Anyway, it was not a wintel hegemony that clobbered apple in the 80's
This is where I'm supposed to sit and let you pretend that people actually were successful selling x86 ISA computers that didn't run MS-DOS and Windows -- the hardware platform was open (GOOD) but none of that openness filtered down to the application developers or end users (BAD). MS leveraged an open platform to sell a closed one, and the combination was the thing people bought, because that was how the market worked. Granted it wasn't in their long-term interest to buy the same OS everyone else did, but adverse selection is a tough mistress, and just because someone could sell other OS's, and other people could buy them and use them, this doesn't dispose of the fact that no one did, and all that openness really didn't benefit anyone but the largest market participants.
And there's really no evidence Android will turn out any different, with an open OS, built to the carrier's orders, selling closed services on locked phones; all the while the fanboys reminding us that people can run cyanogenmod, while at no time realizing that no one does and thus no one enjoys the benefits.
"Openness" is a statement of potential, nothing more. It says almost nothing about what actually is available in the market, or what an end user can do.
It's been interesting to watch people try to recast Wintel as an "open" platform in order to (1) draw unfounded parallels with Android and (2) sweep under the rug the simple fact that the Wintel hegemony was bad for users.
Apple started out by targeting a product to hobbyists and techies.
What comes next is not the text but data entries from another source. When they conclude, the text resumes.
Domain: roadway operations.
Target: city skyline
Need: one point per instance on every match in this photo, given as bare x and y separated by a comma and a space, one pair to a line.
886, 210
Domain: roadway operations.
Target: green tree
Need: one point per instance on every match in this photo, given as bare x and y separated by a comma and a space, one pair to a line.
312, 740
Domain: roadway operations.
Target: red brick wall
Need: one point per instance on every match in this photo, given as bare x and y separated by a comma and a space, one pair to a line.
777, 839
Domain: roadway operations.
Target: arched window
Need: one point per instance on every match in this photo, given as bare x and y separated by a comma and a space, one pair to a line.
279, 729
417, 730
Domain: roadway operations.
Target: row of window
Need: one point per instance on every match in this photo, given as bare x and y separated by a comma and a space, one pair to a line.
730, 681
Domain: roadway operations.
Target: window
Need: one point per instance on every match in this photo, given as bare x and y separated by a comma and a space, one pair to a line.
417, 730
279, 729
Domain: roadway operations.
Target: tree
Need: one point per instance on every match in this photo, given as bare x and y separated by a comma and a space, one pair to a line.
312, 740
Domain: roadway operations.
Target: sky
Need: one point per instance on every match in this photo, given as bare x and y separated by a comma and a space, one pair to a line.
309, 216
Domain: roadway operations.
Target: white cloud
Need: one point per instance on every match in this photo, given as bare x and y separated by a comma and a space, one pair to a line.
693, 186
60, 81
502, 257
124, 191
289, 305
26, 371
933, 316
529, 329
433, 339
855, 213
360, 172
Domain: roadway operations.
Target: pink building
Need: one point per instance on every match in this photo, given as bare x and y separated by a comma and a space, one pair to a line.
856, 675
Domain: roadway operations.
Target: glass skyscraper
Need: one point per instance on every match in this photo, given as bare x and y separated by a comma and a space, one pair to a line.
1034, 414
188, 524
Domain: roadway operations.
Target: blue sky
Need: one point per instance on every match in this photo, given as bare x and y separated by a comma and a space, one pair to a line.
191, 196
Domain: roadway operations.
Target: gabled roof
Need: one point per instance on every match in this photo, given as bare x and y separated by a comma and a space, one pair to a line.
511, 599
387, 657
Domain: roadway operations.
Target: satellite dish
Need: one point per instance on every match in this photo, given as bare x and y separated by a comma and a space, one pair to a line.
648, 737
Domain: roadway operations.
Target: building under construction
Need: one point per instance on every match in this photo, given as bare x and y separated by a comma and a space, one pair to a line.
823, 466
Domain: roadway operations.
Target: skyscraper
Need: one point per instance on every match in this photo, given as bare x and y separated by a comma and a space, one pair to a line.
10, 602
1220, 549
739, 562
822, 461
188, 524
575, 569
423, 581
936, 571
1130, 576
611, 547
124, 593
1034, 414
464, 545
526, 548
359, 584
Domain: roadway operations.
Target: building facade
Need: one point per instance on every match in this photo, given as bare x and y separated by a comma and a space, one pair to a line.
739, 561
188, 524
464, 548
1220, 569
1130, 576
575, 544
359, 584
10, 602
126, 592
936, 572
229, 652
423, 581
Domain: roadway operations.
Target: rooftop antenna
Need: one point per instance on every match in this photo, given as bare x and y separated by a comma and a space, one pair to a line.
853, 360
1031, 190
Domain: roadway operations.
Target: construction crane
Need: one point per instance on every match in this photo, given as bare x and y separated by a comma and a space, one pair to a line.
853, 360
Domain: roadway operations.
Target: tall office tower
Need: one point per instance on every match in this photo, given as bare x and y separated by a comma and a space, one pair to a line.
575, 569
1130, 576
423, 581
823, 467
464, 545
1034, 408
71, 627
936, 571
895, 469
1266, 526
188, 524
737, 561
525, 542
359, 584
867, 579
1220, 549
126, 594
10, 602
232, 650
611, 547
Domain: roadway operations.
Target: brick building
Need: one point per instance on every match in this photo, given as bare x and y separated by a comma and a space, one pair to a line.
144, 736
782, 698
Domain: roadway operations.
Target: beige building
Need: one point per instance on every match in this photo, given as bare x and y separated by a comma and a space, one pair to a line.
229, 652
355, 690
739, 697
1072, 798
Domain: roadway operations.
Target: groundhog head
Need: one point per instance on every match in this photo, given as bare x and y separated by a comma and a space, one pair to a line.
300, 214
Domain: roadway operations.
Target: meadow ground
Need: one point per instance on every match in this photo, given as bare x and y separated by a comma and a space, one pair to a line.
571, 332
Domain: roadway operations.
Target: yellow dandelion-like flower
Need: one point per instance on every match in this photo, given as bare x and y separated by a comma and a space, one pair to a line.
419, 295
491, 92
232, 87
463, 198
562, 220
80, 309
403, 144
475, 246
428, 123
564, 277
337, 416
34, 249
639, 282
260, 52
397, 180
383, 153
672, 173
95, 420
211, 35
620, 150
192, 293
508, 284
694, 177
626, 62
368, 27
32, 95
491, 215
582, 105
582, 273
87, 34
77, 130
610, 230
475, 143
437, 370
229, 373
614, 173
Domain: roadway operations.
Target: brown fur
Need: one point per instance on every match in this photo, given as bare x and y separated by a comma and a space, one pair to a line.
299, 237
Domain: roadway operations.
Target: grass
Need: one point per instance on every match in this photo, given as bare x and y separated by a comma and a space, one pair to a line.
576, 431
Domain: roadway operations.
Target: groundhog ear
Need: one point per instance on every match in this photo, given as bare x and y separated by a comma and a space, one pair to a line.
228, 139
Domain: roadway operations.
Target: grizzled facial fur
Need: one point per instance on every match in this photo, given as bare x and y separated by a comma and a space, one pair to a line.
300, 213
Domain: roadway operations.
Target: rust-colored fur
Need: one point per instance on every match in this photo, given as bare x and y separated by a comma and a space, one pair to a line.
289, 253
Abandoning those people shows a distinct lack of corporate character. When fashions change as they inevitably do, the loyalists won't be there.
You don't often hear the argument that nichy fanboys are critical to the long-term success of a company -- the hobbyists and techies of the computer market aren't liable to maintain any real brand loyalty, the know too much and their needs aren't mass marketable. Techies want FOSS, but its not a useful selling point.
Sony makes great audio gear; the "hobbyists and techies" of that market are the ones paying $200 for copper wires. Nobody outside of their circle can tell the difference, but they swear that it's a big deal. A lot like platform openness.
I have no idea what IB is...
He's making rather flaky argument that because Interface Builder can create a re-scaleable window or view, iOS can too.
Android apps actually re-flow their layout properly.
Perhaps you mean "Android developers may re-flow their layout properly." The motivation for making iPad apps distinct is it forces the developer to make a layout for the iPad, instead of Google strategy of releasing a library and praying developers use it and use it properly. I've seen quite a few of these where the border and bars of the app end up in the right place, but button grids or widgets in the middle don't resize, or are anchored to a corner, or container views leave huge margins around them...
Fragments is a good approach but the claim that Fragments exists isn't sufficient to prove that Android apps reflow properly.